Tuesday, January 3, 2012

The Dosen Phenomenon


10% dana yang memaju-mundurkan pembangunan di Indonesia
(ditulis oleh Ahdiyatul Muamaliyah)

Berita bahwa pembangunan di Indonesia tidak merata sudah terasa kuno didengar. Namun pernahkah Anda mendengar bahwa pembangunan di Indonesia hanya maju mundur?
Indonesia bercita-cita untuk membangun masyarakat madani. Menurut Anwar Ibrahim, masyarakat madani merupakan sistem sosial yang subur berdasarkan prinsip moral yang menjamin keseimbangan antara kebebasan individu dengan kestabilan masyarakat. Inisiatif individu dan masyarakat berupa pemikiran, seni, pelaksanaan pemerintah yang berdasarkan undang-undang, dan bukan nafsu atau keinginan individu.[1] Namun bagaimana bila pelaksanaan proyek pemerintah malah menjadi sasaran empuk untuk memuaskan nafsu atau keinginan individu?
Dalam suatu rapat pemerintah daerah, siapapun mereka yang mengajukan usulan untuk membangun atau memperbaiki program, infrastruktur daerah, atau fasilitas umum, akan mendapatkan uang komisi sebagai penghargaan karena dianggap telah menyampaikan aspirasi rakyat. Tentunya uang komisi yang diberikan tidaklah sedikit. Setidaknya uang tersebut bisa mereka gunakan untuk membeli kebutuhan sekunder atau bahkan tersier. Namun bagi mereka yang merasa tak puas dengan uang komisi yang diberikan, mereka akan mencari kesempatan untuk mendapatkan uang lebih -walau dengan cara yang kotor- untuk memuaskan nafsu mereka. Sayangnya, manusia takkan pernah puas.
Ketika ada program pembangunan atau perbaikan infrastruktur, beberapa orang yang berkutat di dalamnya menganggap hal itu sebagai lahan menuai rejeki.
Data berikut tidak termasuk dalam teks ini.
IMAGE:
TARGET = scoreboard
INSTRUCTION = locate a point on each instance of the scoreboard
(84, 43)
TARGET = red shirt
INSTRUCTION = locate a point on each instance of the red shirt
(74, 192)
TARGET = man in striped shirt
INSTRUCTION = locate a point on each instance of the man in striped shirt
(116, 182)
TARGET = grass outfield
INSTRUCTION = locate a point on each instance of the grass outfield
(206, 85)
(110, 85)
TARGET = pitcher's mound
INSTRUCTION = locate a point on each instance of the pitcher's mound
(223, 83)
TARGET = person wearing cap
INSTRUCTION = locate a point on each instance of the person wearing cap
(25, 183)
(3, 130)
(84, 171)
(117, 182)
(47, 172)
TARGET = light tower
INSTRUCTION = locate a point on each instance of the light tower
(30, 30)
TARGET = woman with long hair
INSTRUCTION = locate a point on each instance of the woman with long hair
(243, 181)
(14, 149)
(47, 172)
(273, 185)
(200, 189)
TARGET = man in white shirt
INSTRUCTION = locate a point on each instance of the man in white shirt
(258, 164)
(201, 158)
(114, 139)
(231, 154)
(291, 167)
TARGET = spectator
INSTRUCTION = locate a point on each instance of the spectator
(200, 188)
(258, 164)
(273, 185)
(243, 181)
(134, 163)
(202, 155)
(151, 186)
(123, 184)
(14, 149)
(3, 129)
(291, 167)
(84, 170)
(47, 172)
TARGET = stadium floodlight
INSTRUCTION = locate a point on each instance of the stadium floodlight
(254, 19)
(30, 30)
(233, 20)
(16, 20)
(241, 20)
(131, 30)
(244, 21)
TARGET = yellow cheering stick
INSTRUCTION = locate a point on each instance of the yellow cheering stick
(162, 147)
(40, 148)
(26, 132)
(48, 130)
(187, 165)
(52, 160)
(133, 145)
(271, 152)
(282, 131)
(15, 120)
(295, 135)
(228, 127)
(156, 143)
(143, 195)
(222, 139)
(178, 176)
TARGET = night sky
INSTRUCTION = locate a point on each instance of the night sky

Bukannya menjaga amanah yang diberikan, mereka yang dipercaya untuk menangani program pembangunan tersebut malah mencari kesempatan untuk mengambil 10 % uang anggaran proyek baik itu dengan jalan mark up ataupun pemalsuan bukti transaksi. Di lingkungan birokrasi pemerintahan, mereka disebut sebagai ‘Dosen’ (Sedoso Persen). Sedoso adalah bahasa Jawa yang artinya sepuluh. Angka 10% sangatlah besar karena dana proyek bukanlah bernilai puluhan juta lagi, melainkan milyaran. Maka jangan heran bila APBN Indonesia selalu tergerus arus keserakahan warganya sendiri.
Para ‘Dosen’ sangat menyukai proyek pemerintah yang besar. Misalnya ketika ada proyek pembangunan jalan, dana yang digunakan dalam pelaksanaan proyek itu mereka mark up atau bukti transaksinya akan mereka palsukan. Dana yang tertera dalam proposal proyek akhirnya jauh lebih besar dari angka yang benar-benar digunakan dalam pembangunan.
Apa akibat dari pemalsuan data di proposal proyek tersebut?
Akibatnya, tokoh yang paling pusing dalam proyek itu adalah: kontraktor. Karena keterbatasan dana yang diberikan kepada kontraktor, akhirnya, mereka pun membelikan material yang kualitasnya biasa saja untuk meminimalisir dana yang terpakai. Akibatnya, kualitas jalan yang dibuat pun tak memenuhi standar. Jalan yang dibangun hanya akan bertahan maksimal 3-5 tahun. Setelah itu, jalan akan berlubang, retak, dan bergelombang. Hal itu akan membahayakan pengguna jalan. Kemudian pada saatnya nanti akan ada usulan untuk memperbaiki jalan tersebut. Jika usulan itu dipenuhi pemerintah tanpa mengoreksi proyek sebelumnya, ‘Dosen-dosen’ pun akan memanfaatkan kesempatan itu (lagi) untuk mengeruk untung.
Sutarmadji, Sekretaris PemDa Tegal mengatakan, “Itulah mengapa pembangunan di Indonesia hanya berjalan maju-mundur”.
Bangun, rusak, perbaiki, bangun lagi, rusak lagi, perbaiki lagi. Siklus itulah yang menimbulkan stagnasi dan tidak meratanya pembangunan di Indonesia. Pembangunan di Indonesia hanya bergerak maju mundur. Atau lebih tepatnya hanya berputar-putar dalam suatu siklus yang berubah menjadi lingkaran setan.
Bila diumpamakan, ‘Dosen’ di dalam tubuh pembangunan Indonesia bagaikan rayap yang menggerogoti kayu. Bila kayu terus dibiarkan tergerogoti tanpa adanya usaha pemberantasan, ya kita tinggal menunggu lapuknya saja.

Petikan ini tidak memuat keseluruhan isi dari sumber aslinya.